Sunday, July 18, 2010

Whadd'ya Mean, No Quarterback Controversy?

For the past few weeks at the Detroit Free Press, I've been noticing some reader columns that the paper has decided to publish (running short of actual columnists?). I don't know if they're doing this for the other major sports teams, since I don't follow too closely the Red Wings, Tigers, or Pistons.

But this latest article by a reader, Greg Eno, has got me to thinking, is there really no Quarterback controversy with the Detroit Lions? Eno insists like many others in print and radio that for once, the Lions are settled on the hardest position to play in Detroit sports (sorry Red Wings' goalies).

There's an old saying that the most popular athlete on the team is the backup QB. The Lions haven't had a regular standard bearer since Bobby Layne, that is true. And I kind of agree to some extent Eno's point about QBs not having enough gas left in the tank after fighting off an internal challenge (it's just that QB competitions are supposed to MAKE all your QBs better). After all, the constant looking over your shoulder could lead to distractions which will eventually lead to you making your way to the bench.

Nonetheless, I don't think it's true the Lions have no QB controversy. Matthew Stafford is the undisputed future of the team. But he's the undisputed future for this year. He has four years to show whether or not he can be "The Guy." Stafford is expected to make a serious leap this year.

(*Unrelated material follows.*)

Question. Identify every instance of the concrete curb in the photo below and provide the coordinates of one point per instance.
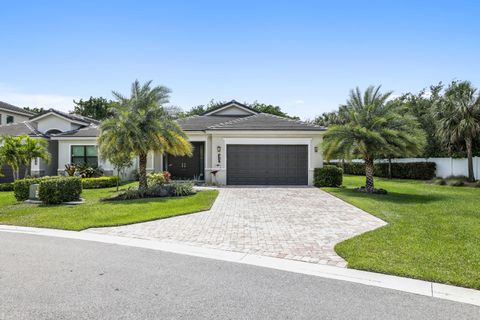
(421, 287)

At this point in Stafford's career, it is simply too early to tell how far he'll go. At this time in 2003, Joey Harrington was the future of the team. There was no controversy. It wasn't until 2005 when the Lions brought in Jeff Garcia to challenge Harrington. Harrington won the competition in training camp, but was eventually replaced by Garcia after five games. Garcia was clearly the inferior of the two, as his poor play hurt the Lions more than Harrington.

Same could be said for Charlie Batch in 1999. Or how about Chuck Long in 1987. Actually, I can't go back that far, since I wasn't following the team much when I was 7.

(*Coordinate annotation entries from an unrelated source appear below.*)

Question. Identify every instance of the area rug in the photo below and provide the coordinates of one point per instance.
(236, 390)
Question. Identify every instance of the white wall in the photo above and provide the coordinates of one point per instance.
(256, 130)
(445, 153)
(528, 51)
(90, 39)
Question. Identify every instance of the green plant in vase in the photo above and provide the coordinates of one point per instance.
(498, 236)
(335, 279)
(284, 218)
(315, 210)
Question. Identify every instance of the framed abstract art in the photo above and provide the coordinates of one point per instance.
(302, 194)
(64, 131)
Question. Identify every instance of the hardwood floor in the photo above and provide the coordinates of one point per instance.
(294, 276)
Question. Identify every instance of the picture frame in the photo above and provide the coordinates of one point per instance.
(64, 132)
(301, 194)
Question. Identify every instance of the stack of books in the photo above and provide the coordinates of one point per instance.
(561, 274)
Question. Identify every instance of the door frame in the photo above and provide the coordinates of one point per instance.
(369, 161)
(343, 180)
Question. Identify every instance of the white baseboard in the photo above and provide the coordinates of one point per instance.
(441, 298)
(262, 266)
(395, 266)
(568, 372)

Rookie seasons cannot stand alone as an indicator of how far a QB will go in his career. Ben Roethlisberger and Chris Ryan are the anomalies. Rick Mirer outperformed Drew Bledsoe in 1993. But Mirer never got any better while Bledsoe flourished. Joe Flacco led his team the AFC Title game his rookie year, but seemingly took a step back last year. Mark Sanchez repeated Flacco's success taking the New York Jets to one game (or one half) of the Super Bowl. No one knows where the Jets will go this year with the attention on them.

Everyone knows Stafford had next to nothing to work with. This year, the Lions have brought in Nate Burleson, Jahvid Best, Tony Scheffler, and Rob Sims. All are expected to contribute significantly to the franchise's turnaround. They are key to Stafford's development. But they don't guarantee Stafford will go from a 13/20 TD-Interception ratio to a 20-15 or even better ratio.

Ultimately it is up to Stafford himself to make that leap forward this year. If he can't, it won't be long before Martin Mayhew and Jim Schwartz begin to look at their options again. If he doesn't show tangible progress between now and the end of 2011, the Lions are highly probable to either bring in a hot-ticket free agent that will compete/supplant Stafford, or look to the draft in 2012 or 2013. Stafford won't be here after four years if his potential isn't realized; the Lions simply don't have the option to pay a guy $15 million to lead them to a 6-10 record.